No doubt there was some kind of transport waiting there.
Han Tzu wanted to leap to his feet and run after him so he could be taken out into space and set free of all that lay ahead.
Instead he put his hand over the pen and slid it across the table, then put it into the pocket of his trousers. It was a weapon. Which meant Graff and Rackham expected him to need a personal weapon soon. How soon?
Han Tzu took six toothpicks out of the little dispenser that stood on the table against the wall, beside the soy sauce. Then he got up and went to the toilet.
He pulled the cap off the pen very carefully, so he didn't spill out the four feather-ended poison darts bunched in it. Then he unscrewed the top of the pen. There were four holes there, besides the central shaft that held the tube of ink. The mechanism was cleverly designed to rotate automatically with each discharge. A blow-gun revolver.
He loaded four toothpicks into the four slots. They fit loosely. Then he screwed the pen back together.
The fountain pen writing tip covered the hole where the darts would emerge. When he held the top of the pen in his mouth, the point of the writing tip served as the sighting device. Point and shoot.
Point and blow.
He blew.
The toothpick hit the back wall of the bathroom more or less where he was aiming, only a foot lower. Definitely a close-range weapon.
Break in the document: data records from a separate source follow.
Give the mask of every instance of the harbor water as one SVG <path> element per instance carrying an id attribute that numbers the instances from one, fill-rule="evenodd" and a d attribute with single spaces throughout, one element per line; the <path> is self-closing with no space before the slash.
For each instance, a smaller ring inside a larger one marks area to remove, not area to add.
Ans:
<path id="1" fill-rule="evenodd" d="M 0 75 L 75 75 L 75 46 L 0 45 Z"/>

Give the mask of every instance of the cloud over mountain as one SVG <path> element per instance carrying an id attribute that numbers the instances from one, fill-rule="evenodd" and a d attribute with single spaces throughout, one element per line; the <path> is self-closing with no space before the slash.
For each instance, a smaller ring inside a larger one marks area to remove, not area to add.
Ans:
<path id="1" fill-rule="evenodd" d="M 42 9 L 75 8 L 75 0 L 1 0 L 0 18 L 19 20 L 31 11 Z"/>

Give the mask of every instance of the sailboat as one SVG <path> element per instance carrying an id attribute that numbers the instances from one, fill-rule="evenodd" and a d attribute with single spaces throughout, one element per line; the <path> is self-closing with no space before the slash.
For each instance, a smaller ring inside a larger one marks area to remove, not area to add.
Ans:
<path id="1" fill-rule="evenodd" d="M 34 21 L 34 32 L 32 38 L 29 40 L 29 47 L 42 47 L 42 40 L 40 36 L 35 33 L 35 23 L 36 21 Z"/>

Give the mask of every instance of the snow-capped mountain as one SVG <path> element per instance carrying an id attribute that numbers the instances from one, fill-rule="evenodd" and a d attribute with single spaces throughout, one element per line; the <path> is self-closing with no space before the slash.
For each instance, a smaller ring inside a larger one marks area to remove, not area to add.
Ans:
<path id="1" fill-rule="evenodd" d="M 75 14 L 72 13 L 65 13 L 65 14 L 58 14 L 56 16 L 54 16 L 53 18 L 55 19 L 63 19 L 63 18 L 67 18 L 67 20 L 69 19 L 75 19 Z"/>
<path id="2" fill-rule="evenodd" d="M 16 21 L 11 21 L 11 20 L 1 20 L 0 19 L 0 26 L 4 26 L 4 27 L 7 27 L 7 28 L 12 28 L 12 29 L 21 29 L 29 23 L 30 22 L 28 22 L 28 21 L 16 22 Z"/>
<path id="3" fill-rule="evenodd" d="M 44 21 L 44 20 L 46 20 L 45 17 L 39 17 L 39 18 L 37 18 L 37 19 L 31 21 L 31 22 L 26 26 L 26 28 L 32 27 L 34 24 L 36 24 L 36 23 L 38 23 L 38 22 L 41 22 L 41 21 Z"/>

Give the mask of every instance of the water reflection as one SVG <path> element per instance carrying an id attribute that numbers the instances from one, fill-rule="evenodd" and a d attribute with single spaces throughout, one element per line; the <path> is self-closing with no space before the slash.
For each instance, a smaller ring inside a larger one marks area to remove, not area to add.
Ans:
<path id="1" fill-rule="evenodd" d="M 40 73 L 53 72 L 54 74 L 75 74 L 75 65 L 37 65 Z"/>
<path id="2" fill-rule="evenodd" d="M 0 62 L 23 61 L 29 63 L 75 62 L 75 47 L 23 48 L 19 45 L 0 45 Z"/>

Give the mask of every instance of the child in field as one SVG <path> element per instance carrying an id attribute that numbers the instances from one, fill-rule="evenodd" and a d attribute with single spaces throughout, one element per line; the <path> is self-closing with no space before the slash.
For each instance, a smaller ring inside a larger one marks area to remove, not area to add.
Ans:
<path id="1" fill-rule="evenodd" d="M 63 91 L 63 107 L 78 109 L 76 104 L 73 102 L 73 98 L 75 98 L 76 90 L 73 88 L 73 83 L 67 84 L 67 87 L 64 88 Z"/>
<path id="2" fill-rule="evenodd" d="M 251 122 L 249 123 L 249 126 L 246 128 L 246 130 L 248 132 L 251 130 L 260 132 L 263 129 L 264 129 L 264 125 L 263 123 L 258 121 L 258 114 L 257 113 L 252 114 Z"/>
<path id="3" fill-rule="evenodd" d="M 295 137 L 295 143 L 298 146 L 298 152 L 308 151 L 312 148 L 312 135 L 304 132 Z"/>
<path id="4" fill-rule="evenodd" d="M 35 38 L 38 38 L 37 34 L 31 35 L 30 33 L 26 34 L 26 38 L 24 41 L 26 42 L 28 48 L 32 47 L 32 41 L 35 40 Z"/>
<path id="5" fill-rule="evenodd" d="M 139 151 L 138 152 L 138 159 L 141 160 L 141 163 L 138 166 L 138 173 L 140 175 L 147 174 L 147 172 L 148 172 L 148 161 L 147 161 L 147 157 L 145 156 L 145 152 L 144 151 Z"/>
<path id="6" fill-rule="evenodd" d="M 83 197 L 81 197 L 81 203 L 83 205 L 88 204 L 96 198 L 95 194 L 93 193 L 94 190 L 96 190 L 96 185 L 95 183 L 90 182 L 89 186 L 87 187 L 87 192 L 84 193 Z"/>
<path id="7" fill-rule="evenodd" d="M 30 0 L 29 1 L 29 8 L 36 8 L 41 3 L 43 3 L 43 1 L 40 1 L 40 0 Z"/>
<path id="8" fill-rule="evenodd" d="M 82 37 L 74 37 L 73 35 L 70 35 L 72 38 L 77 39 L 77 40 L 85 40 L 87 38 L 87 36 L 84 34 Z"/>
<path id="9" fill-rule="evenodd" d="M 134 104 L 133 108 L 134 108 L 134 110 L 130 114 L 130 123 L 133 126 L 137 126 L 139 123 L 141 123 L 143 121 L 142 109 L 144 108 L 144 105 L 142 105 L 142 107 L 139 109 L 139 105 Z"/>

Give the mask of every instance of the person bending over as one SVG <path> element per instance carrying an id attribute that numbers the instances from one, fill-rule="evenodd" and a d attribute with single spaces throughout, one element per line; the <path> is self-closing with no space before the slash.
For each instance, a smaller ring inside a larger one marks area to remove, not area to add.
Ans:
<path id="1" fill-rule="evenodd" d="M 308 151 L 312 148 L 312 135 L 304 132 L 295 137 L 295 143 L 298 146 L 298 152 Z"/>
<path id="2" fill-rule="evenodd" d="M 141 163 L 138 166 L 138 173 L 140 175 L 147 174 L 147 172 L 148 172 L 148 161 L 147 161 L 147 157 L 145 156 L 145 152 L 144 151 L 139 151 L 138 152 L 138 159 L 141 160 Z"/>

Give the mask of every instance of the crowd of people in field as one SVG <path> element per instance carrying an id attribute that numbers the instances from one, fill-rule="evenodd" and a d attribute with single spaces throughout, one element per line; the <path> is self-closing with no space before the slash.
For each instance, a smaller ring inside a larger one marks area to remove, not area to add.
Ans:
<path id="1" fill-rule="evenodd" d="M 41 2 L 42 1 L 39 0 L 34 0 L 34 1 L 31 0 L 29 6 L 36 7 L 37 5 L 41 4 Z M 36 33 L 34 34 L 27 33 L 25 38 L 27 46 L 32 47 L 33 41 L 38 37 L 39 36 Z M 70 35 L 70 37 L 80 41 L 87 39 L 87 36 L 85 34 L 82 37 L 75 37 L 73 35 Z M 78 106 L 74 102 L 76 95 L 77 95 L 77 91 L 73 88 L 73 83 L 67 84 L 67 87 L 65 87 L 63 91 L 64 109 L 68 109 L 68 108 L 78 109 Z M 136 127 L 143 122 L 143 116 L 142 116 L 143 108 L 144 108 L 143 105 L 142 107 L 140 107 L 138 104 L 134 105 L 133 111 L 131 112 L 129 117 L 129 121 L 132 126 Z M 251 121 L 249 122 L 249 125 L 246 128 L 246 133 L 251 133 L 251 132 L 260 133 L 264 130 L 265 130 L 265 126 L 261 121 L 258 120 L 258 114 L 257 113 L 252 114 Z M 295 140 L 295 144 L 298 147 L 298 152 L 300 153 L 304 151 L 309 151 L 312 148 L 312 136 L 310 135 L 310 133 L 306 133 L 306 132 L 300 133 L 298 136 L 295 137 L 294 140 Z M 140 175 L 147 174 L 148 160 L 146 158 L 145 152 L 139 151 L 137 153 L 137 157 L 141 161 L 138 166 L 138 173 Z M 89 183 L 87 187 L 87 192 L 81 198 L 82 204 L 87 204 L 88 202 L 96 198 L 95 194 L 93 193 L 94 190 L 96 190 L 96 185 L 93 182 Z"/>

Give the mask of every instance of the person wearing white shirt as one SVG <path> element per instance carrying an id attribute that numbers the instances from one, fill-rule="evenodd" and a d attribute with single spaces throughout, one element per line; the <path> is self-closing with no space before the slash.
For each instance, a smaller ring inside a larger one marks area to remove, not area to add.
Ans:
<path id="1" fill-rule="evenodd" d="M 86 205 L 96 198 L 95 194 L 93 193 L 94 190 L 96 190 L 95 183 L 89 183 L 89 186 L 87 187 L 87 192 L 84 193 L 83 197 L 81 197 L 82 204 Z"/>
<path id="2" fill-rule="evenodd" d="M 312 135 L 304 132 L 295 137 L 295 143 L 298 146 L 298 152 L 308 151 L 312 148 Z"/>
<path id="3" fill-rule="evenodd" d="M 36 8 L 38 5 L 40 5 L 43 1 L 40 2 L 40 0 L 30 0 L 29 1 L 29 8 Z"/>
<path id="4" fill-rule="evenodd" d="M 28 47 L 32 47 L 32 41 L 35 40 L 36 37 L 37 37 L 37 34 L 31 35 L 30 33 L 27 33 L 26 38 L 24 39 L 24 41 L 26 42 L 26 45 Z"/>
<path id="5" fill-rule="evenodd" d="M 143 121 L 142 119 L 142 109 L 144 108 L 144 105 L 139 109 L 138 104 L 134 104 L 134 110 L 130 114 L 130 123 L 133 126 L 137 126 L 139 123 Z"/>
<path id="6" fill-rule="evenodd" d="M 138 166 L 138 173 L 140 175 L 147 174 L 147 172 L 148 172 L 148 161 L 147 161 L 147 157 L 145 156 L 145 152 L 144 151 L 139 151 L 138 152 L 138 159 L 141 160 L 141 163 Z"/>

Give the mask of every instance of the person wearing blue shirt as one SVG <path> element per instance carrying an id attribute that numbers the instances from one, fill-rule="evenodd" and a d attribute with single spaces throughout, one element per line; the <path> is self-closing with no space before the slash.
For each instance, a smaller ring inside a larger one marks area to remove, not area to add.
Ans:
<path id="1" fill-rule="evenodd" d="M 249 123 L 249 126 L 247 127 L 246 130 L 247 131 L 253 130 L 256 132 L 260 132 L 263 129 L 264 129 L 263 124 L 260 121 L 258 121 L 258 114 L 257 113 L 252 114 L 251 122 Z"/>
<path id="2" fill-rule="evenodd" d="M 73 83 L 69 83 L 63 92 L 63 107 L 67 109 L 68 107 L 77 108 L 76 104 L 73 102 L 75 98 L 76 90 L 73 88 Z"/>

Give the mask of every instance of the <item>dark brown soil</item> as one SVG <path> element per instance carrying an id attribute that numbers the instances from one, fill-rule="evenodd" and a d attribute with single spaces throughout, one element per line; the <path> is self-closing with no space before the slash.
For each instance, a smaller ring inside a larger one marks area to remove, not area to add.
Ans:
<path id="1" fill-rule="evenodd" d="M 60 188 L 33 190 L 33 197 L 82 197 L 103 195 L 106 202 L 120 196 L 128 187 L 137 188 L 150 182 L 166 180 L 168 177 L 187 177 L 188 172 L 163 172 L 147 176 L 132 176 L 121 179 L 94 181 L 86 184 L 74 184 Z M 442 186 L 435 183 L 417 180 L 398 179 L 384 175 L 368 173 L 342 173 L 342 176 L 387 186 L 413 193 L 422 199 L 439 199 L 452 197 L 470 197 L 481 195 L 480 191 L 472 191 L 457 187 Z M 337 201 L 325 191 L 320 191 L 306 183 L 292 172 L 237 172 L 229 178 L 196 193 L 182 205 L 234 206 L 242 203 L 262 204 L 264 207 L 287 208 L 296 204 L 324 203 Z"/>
He used up the rest of the toothpicks learning how high to aim in order to hit a target six feet away. The room wasn't large enough for him to practice aiming at anything farther. Then he gathered up the toothpicks, threw them away, and carefully loaded the pen with the real darts, handling them only by the feathered part of the shaft.
Then he flushed the toilet and reentered the restaurant. No one was waiting for him. So he sat down and ordered and ate methodically. No reason to face the crisis of his life with an empty stomach and the food here wasn't bad.
He paid and walked out into the street. He would not go home. If he waited there to be arrested, he would have to deal with any number of low-level thugs who would not be worth wasting a dart on.
Instead, he flagged down a bicycle taxi and headed for the ministry of defense.
The place was as crowded as ever. Pathetically so, thought Han Tzu. There was a reason for so many military bureaucrats a few years ago, when China was conquering Indochina and India, its millions of soldiers spread out to rule over a billion conquered people.
But now, the government had direct control only over Manchuria and the northern part of Han China. Persians and Arabs and Indonesians administered martial law in the great port cities of the south, and large armies of Turks were poised in Inner Mongolia, ready to slice through Chinese defenses at a moment's notice. Another large Chinese army was isolated in Sichuan, forbidden by the government to surrender any portion of their troops, forcing them to sustain a multi-million-man force from the production of that single province. In effect, they were under siege, getting weaker---and more hated by the civilian population---all the time.